Practical by nature, Paul has earned a reputation as an adroit and thoughtful decision-maker. His keen management approach and passion for watching companies and their people grow and prosper lend a spirit of excitement to all his endeavors. Paul holds an M.B.A. with Distinction from the University of Michigan, Ann Arbor, and is active in numerous Boards and community activities.
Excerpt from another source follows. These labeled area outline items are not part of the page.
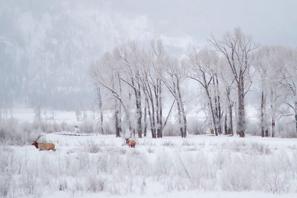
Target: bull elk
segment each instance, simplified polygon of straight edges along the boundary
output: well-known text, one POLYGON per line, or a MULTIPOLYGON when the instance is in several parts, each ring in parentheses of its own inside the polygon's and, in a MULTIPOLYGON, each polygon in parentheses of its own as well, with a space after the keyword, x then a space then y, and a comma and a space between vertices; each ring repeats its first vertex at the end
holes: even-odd
POLYGON ((53 151, 55 151, 55 144, 53 143, 46 143, 45 142, 42 142, 41 143, 39 143, 37 142, 37 140, 40 137, 43 135, 39 135, 38 137, 36 140, 32 140, 33 143, 31 145, 34 145, 36 148, 38 148, 39 150, 39 151, 48 151, 51 150, 53 151))
POLYGON ((129 140, 129 139, 131 138, 131 136, 132 136, 132 133, 130 134, 130 137, 128 138, 126 138, 124 135, 123 136, 124 137, 124 139, 125 139, 125 140, 126 140, 126 143, 129 146, 129 147, 133 147, 133 148, 135 148, 135 145, 136 144, 136 142, 135 142, 135 140, 129 140))

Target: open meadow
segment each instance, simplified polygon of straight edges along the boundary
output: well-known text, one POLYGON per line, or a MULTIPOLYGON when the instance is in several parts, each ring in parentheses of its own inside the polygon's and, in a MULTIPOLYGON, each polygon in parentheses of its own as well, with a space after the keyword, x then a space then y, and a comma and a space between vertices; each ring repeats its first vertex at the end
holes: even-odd
POLYGON ((44 135, 56 152, 1 146, 1 197, 297 196, 295 139, 44 135))

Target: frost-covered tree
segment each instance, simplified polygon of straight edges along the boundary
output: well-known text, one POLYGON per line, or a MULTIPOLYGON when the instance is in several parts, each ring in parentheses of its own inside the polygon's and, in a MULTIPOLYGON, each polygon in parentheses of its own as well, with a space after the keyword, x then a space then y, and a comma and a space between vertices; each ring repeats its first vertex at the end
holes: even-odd
POLYGON ((249 70, 252 51, 258 45, 254 42, 252 37, 244 34, 239 28, 225 34, 223 39, 219 40, 212 36, 211 43, 227 59, 233 74, 238 91, 238 117, 237 130, 241 137, 244 137, 245 113, 244 96, 249 90, 247 83, 250 82, 249 70))

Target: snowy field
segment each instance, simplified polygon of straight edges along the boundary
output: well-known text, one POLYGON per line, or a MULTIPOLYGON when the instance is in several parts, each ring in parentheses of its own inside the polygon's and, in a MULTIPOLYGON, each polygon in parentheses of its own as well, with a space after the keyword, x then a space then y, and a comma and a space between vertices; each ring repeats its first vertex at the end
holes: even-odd
POLYGON ((56 151, 1 146, 1 196, 297 197, 294 139, 147 137, 135 148, 114 135, 40 139, 56 151))

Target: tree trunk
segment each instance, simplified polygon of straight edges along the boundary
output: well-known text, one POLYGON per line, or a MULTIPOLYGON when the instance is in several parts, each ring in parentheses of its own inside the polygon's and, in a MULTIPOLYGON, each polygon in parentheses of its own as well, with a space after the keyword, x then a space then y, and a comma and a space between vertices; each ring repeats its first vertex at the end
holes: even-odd
POLYGON ((158 138, 160 137, 160 132, 161 129, 159 127, 160 120, 159 118, 159 83, 158 79, 157 79, 157 86, 156 88, 156 87, 154 87, 154 91, 155 92, 155 97, 156 100, 156 118, 157 119, 157 137, 158 138))
POLYGON ((143 117, 143 123, 144 124, 144 129, 143 130, 143 136, 145 137, 146 137, 146 106, 147 105, 146 102, 146 104, 144 105, 144 115, 143 117))
POLYGON ((225 123, 224 125, 224 130, 225 135, 228 134, 228 127, 227 124, 227 122, 228 119, 227 117, 227 113, 225 114, 225 123))
MULTIPOLYGON (((162 89, 161 87, 161 80, 159 80, 159 124, 160 126, 162 126, 163 123, 162 120, 162 89)), ((160 132, 160 137, 162 138, 163 137, 162 133, 161 131, 160 132)))
POLYGON ((262 91, 261 94, 261 135, 262 137, 265 137, 264 131, 264 93, 262 91))
POLYGON ((98 86, 97 83, 96 83, 96 88, 97 88, 97 97, 98 98, 98 102, 99 102, 98 103, 99 103, 99 110, 100 113, 100 122, 101 128, 101 134, 103 134, 104 133, 104 132, 103 130, 103 113, 102 112, 102 101, 101 97, 101 92, 100 90, 100 88, 98 86))
POLYGON ((275 112, 273 107, 273 102, 274 101, 274 92, 272 88, 270 88, 270 108, 271 109, 271 137, 275 137, 275 112))
POLYGON ((115 111, 114 117, 116 120, 116 137, 120 137, 121 134, 119 128, 119 109, 118 108, 117 105, 116 104, 115 110, 115 111))
POLYGON ((147 98, 146 99, 146 104, 147 105, 148 112, 148 118, 149 119, 150 126, 151 127, 151 137, 152 138, 154 138, 154 126, 153 126, 152 119, 151 118, 151 109, 150 108, 149 103, 148 102, 148 99, 147 98))
POLYGON ((184 137, 184 127, 183 127, 182 123, 182 122, 181 121, 182 115, 181 112, 181 110, 180 105, 179 104, 179 101, 178 100, 176 100, 176 102, 177 104, 177 110, 178 115, 178 126, 179 127, 179 130, 181 132, 181 137, 183 138, 184 137))
POLYGON ((181 111, 183 119, 184 120, 184 123, 183 126, 183 130, 184 132, 184 137, 186 137, 187 136, 187 118, 186 117, 186 112, 185 112, 184 109, 184 104, 183 104, 182 100, 181 99, 181 92, 179 89, 179 84, 178 82, 177 82, 176 84, 176 88, 177 89, 177 91, 178 94, 178 98, 179 98, 179 102, 180 103, 180 106, 181 107, 181 111))
POLYGON ((229 117, 230 119, 230 133, 229 134, 233 134, 233 122, 232 120, 232 105, 231 104, 229 104, 229 117))
POLYGON ((212 116, 212 121, 214 124, 214 132, 215 133, 216 136, 218 136, 218 129, 217 126, 217 122, 216 121, 216 116, 215 115, 214 110, 212 105, 212 101, 211 101, 211 97, 210 96, 209 92, 208 91, 208 89, 206 89, 206 94, 207 95, 207 97, 208 99, 208 102, 209 103, 209 106, 210 107, 210 110, 211 112, 211 115, 212 116))
POLYGON ((238 114, 237 130, 240 137, 244 137, 245 118, 244 115, 244 91, 243 79, 241 77, 240 82, 238 83, 238 114))

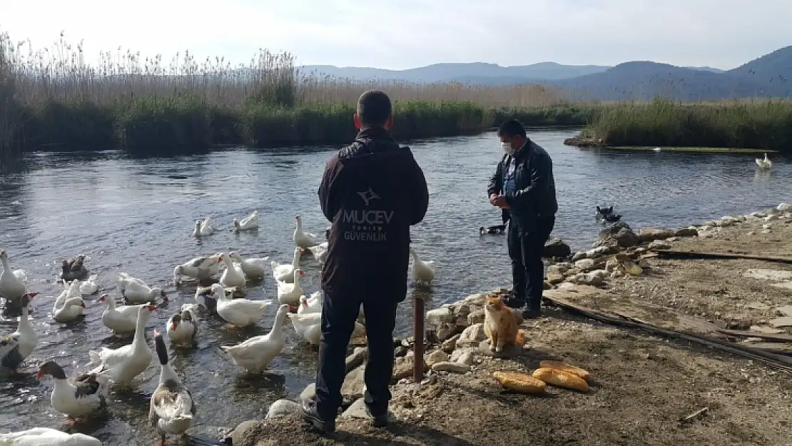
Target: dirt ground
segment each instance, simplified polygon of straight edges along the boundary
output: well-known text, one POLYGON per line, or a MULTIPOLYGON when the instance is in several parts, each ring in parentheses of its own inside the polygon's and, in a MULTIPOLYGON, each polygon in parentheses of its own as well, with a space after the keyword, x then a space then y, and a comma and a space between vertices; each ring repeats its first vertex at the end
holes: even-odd
MULTIPOLYGON (((776 222, 771 232, 760 234, 762 224, 723 228, 709 238, 682 239, 674 248, 792 257, 792 224, 776 222)), ((792 272, 790 265, 742 260, 649 263, 646 274, 617 280, 607 289, 587 287, 593 291, 577 296, 574 292, 548 292, 592 307, 631 308, 644 318, 670 326, 682 316, 740 327, 761 324, 776 317, 773 308, 792 303, 792 289, 744 276, 750 269, 792 272), (748 307, 756 302, 767 308, 748 307)), ((792 380, 786 373, 558 310, 549 310, 524 326, 529 341, 520 356, 477 356, 469 373, 436 375, 421 386, 394 386, 391 410, 398 421, 386 429, 340 418, 338 432, 325 437, 290 416, 260 423, 234 444, 792 444, 792 380), (546 396, 530 396, 505 391, 491 378, 497 370, 530 372, 543 359, 588 370, 594 379, 590 391, 548 387, 546 396), (682 421, 704 408, 700 416, 682 421)))

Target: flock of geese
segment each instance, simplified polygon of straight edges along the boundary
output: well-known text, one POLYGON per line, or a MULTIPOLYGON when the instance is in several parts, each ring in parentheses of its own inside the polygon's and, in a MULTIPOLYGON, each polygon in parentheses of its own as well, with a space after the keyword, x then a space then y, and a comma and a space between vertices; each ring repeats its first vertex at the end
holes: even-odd
MULTIPOLYGON (((184 277, 198 283, 194 302, 185 303, 168 319, 164 333, 174 345, 196 345, 200 333, 200 317, 218 316, 233 327, 245 327, 261 321, 270 300, 245 299, 249 280, 261 280, 271 274, 277 284, 280 307, 272 328, 267 334, 250 337, 232 346, 221 346, 230 360, 249 373, 263 371, 283 350, 286 340, 283 326, 289 318, 294 330, 313 347, 318 345, 323 294, 322 291, 307 296, 300 286, 305 271, 299 267, 301 256, 310 252, 319 263, 327 255, 327 242, 318 242, 314 234, 304 232, 299 215, 295 217, 295 243, 291 263, 280 264, 269 257, 243 258, 237 253, 219 253, 193 258, 173 269, 173 284, 182 284, 184 277), (219 275, 219 278, 216 276, 219 275), (207 286, 202 286, 207 285, 207 286)), ((258 227, 258 214, 234 220, 234 231, 252 231, 258 227)), ((326 231, 327 238, 329 228, 326 231)), ((209 219, 196 222, 193 236, 206 237, 215 232, 209 219)), ((434 262, 421 260, 410 247, 411 268, 414 284, 429 285, 435 278, 434 262)), ((30 322, 30 303, 39 293, 28 289, 28 279, 22 269, 12 269, 8 254, 0 250, 0 296, 6 309, 18 307, 21 312, 16 332, 0 340, 0 370, 5 374, 18 374, 24 361, 38 345, 38 337, 30 322)), ((81 318, 86 308, 83 296, 97 293, 97 275, 89 276, 85 257, 63 261, 60 283, 63 289, 55 299, 52 318, 69 322, 81 318), (87 277, 87 279, 86 278, 87 277)), ((146 325, 158 308, 157 299, 167 301, 161 288, 150 287, 141 279, 119 273, 116 285, 124 301, 118 304, 107 294, 98 302, 106 305, 101 322, 116 335, 132 334, 131 343, 118 349, 101 348, 88 352, 89 365, 93 366, 76 378, 68 378, 56 362, 48 360, 40 365, 37 378, 55 381, 51 404, 67 416, 66 425, 98 417, 108 405, 111 387, 131 387, 133 379, 145 372, 151 362, 152 353, 146 340, 146 325)), ((353 337, 365 336, 363 314, 356 322, 353 337)), ((196 414, 196 401, 169 364, 168 350, 162 334, 154 332, 154 350, 160 364, 159 383, 151 395, 149 420, 165 444, 167 435, 184 435, 192 426, 196 414)), ((101 442, 89 436, 69 434, 48 428, 0 434, 0 446, 93 446, 101 442)))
Faculty Director, Center for Entrepreneurship
Associate Professor, Electrical Engineering & Computer Science
David D. Wentzloff received the B.S.E. degree in Electrical Engineering from the University of Michigan, Ann Arbor, in 1999, and the S.M. and Ph.D. degrees from the Massachusetts Institute of Technology, Cambridge, in 2002 and 2007, respectively. Since August, 2007 he has been with the University of Michigan, Ann Arbor, where he is currently an Associate Professor of Electrical Engineering and Computer Science. His research focuses on RF integrated circuits, with an emphasis on ultra-low power design. In 2012, he co-founded PsiKick, a fabless semiconductor company developing ultra-low power wireless SoCs. He is the recipient of the 2009 DARPA Young Faculty Award, 2009-2010 Eta Kappa Nu Professor of the Year Award, 2011 DAC/ISSCC Student Design Contest Award, 2012 IEEE Subthreshold Microelectronics Conference Best Paper Award, the 2012 NSF CAREER Award, the 2014 ISSCC Outstanding Forum Presenter Award, the 2014-2015 Eta Kappa Nu ECE Professor of the Year Award, the 2014-2015 EECS Outstanding Achievement Award, and the 2015 Joel and Ruth Spira Excellence in Teaching Award. He has served on the technical program committee for ICUWB 2008-2010, ISLPED 2011-2015, S3S 2013-2014, RFIC 2013-2020, and ISSCC 2020, and as a guest editor for the IEEE T-MTT, the IEEE Communications Magazine, and the Elsevier Journal of Signal Processing: Image Communication. He is a senior member of IEEE, IEEE Circuits and Systems Society, IEEE Microwave Theory and Techniques Society, IEEE Solid-State Circuits Society, and Tau Beta Pi.